En ese instante un “¡MIERDA!” unánime estremece las graderías. Hay un breve silencio y enseguida una chica con el pelo pintado de rojo, una anciana y dos niños empiezan a celebrar. El “muerto” permanece en el centro del ring sin levantar los brazos y con la vista clavada en Zurdo. Zurdo, el pupilo de Manni, yace en la lona rígido como un tronco abandonado en la playa. Manni pasa por encima de Zurdo y entre reclamos y empujones pone al “muerto” contra las sogas. Por una de las orejas de Zurdo escapa un hilillo de sangre. La anciana grita insultos de todos los calibres a Manni y, ayudada por los niños, sube al ring seguida por la pelirroja. Los niños se aferran a las piernas de Manni y la anciana lo golpea con una bolsa de plástico en la espalda. La bolsa se rompe y media docena de pescados se desparraman sobre la lona. Manni es arrastrado por su gente fuera del ring mientras el “muerto” ayuda a la anciana a recoger los pescados. Nadie se ocupa de Zurdo, que se eterniza como una larga y oscura mancha sobre la lona…

Lo anterior sucedió en ciudad de Panamá a mediados de abril de 2001. Zurdo había viajado desde Colombia, como casi todo el público para apoyarlo. Le habían programado aquel combate como preparación a la disputa del título latinoamericano de peso welter. Se suponía que iba a noquear al “muerto” en pocos segundos y luego buscaría aquel título como antesala a un enfrentamiento mundialista. Zurdo era un chico cartagenero de 19 años, estudiante de tercero bachillerato e invicto en 14 peleas con 12 Knock Out (tres de los cuales se los había propinado a este mismo “muerto”, aunque en su récord cada uno de esos 14 rivales tenía un nombre diferente), el otro, el “muerto”, era de Guayaquil (Ecuador) y se llamaba Pedro Jiménez, tenía cuarenta y pico años, había realizado 56 peleas y aquella era apenas su octava victoria.

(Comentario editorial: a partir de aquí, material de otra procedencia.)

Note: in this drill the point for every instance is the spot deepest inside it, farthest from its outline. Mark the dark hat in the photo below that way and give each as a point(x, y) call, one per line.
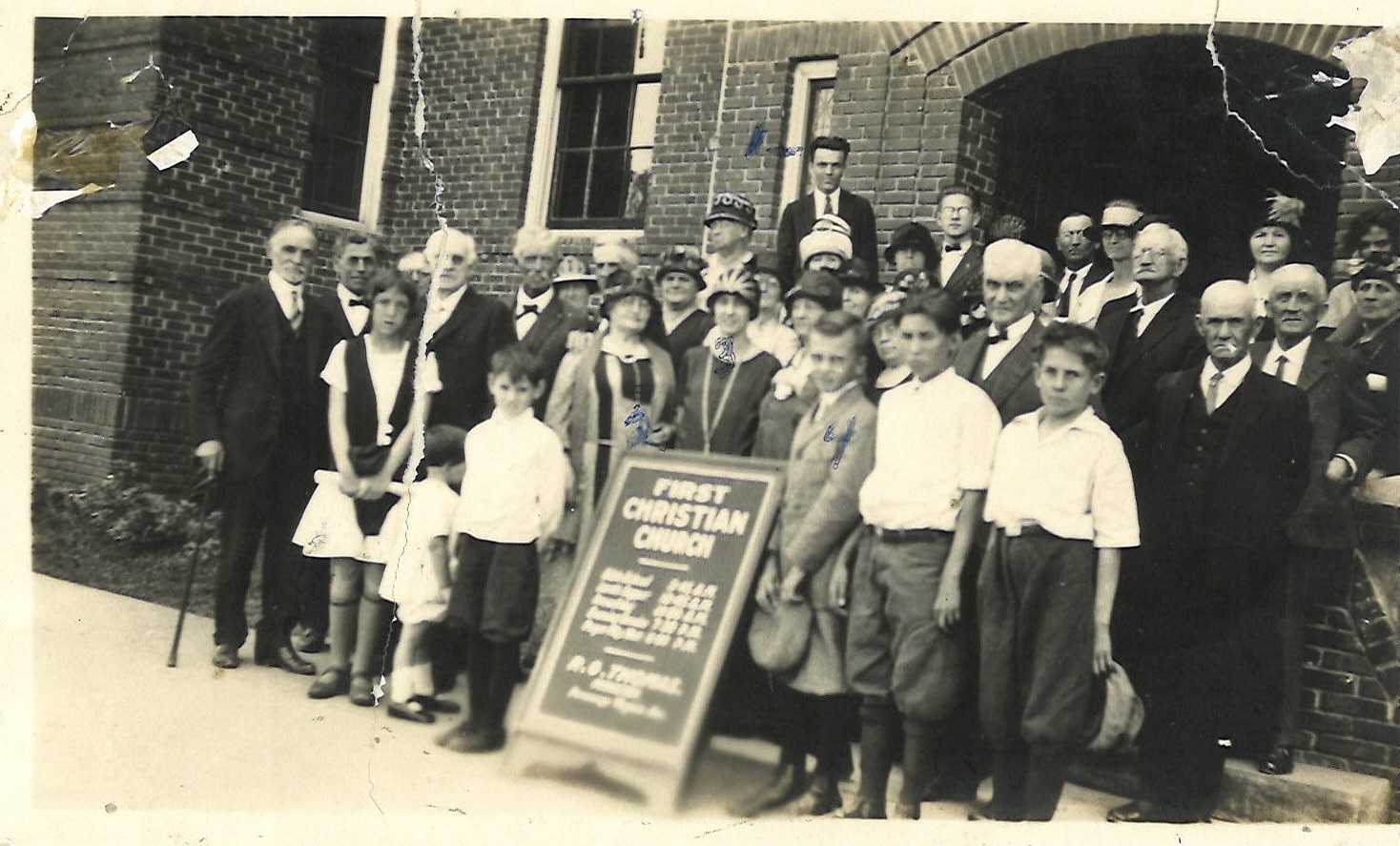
point(571, 269)
point(732, 206)
point(768, 262)
point(819, 286)
point(682, 259)
point(1284, 212)
point(913, 236)
point(858, 274)
point(742, 286)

“Muerto” es el terrible apelativo que se les da a aquellos boxeadores cuya existencia sólo la justifica la necesidad que tienen los boxeadores jóvenes y talentosos de acumular rápidas victorias que los pongan en las listas de aspirantes a títulos mundiales. A los “muertos” les está prohibido ganar. Un “muerto” que gana es considerado un trasgresor y en los bajos fondos de este deporte no hay espacio para trasgresores. Como dije, Pedro Jiménez (o cualquiera que fuera su verdadero nombre si es que no lo había olvidado de tanto cambiarlo) ya había sido noqueado tres veces por Zurdo y todos esperaban, y así se había pactado, que cayera en el tercer o cuarto asalto. Nadie comprendía por qué Pedro echaba por tierra una brillante carrera como “muerto” y se exponía a serias represalias.

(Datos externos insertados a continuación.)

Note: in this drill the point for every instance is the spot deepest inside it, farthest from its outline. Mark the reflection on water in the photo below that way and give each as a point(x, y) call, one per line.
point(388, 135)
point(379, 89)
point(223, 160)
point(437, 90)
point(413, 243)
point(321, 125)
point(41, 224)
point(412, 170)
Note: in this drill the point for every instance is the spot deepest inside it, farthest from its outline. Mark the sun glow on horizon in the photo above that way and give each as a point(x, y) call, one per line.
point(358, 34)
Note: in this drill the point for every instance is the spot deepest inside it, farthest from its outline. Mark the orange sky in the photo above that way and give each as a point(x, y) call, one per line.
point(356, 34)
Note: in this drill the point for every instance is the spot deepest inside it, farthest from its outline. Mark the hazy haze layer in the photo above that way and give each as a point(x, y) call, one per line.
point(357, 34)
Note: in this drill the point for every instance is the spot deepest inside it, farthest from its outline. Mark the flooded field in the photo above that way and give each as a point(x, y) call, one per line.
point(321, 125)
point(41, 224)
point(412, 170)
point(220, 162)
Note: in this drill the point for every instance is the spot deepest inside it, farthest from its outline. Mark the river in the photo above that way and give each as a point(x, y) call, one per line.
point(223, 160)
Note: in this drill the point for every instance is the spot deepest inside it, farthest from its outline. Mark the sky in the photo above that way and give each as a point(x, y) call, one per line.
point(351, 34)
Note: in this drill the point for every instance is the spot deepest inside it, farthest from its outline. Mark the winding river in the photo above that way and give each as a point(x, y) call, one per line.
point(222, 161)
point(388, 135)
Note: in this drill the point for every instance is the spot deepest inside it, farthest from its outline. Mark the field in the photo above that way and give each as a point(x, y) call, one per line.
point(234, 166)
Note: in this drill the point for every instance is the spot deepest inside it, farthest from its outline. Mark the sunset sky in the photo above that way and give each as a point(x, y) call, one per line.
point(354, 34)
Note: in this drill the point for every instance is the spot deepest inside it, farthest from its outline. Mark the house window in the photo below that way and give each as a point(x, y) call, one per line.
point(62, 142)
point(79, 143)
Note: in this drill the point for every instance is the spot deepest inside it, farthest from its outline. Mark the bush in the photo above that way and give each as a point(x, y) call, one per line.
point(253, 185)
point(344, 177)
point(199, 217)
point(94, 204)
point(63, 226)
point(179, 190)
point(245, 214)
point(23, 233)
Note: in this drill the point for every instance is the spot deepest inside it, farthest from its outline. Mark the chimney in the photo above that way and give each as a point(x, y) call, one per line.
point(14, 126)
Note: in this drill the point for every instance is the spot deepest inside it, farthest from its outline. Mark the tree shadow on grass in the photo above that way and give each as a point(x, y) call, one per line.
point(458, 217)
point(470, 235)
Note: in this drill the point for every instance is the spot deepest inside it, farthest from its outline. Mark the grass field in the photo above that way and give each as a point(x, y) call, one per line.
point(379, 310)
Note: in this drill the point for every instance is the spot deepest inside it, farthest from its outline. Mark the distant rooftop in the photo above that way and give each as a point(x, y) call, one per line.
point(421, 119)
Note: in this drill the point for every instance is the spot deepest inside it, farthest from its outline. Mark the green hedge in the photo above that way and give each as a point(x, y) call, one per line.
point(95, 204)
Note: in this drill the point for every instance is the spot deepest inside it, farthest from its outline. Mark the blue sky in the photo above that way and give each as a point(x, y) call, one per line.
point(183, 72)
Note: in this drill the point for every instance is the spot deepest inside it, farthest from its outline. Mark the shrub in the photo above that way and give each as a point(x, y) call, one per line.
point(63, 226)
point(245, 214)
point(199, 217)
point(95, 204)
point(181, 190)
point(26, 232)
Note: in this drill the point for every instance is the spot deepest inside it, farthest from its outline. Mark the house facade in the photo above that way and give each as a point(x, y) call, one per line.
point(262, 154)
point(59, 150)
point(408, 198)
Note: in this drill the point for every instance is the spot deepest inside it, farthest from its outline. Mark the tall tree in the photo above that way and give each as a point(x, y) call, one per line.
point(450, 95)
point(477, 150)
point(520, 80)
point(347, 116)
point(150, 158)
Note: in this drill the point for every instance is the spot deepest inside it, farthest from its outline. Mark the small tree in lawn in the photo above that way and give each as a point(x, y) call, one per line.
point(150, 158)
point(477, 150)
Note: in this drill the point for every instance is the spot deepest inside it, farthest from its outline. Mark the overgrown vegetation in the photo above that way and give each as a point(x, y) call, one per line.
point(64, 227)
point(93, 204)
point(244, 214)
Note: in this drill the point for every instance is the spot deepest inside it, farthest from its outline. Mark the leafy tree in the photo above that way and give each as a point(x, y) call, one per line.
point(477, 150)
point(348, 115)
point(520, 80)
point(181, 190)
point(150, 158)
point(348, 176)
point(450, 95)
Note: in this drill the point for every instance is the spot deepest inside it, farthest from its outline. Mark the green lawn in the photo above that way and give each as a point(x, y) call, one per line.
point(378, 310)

La respuesta, según se supo después, estaba en el público: tenía el pelo rojo, un trasero inmenso y se llamaba Paola. Pedro le prohibió asistir a la pelea pero ella quiso darle una sorpresa y a partir del segundo asalto empezó a animarlo con gritos y saltos desde ring side, Pedro observó aquella boca de gruesos y húmedos labios coreando su improvisado nombre y, un poco más abajo, el par de duras y redondas tetas agitándose rabiosas bajo la blusa como peces atrapados en una red. Entonces las voces que le recordaban desde ambas esquinas sus obligaciones de “muerto” pasaron a un segundo plano y embistió con todas sus fuerzas a Zurdo que, sorprendido, no atinó a defenderse. Zurdo alcanzó a llegar aún con signos vitales al hospital, pero los médicos no pudieron hacer nada para salvarle la vida.

Del “muerto” no se volvió a saber nada; los rumores se dividen entre quienes aseguran que fue apuñalado y arrojado al mar con una piedra al cuello y quienes sostienen que escapó a Miami en compañía de la pelirroja y ahora trabajan juntos en una tienda de videos pornográficos.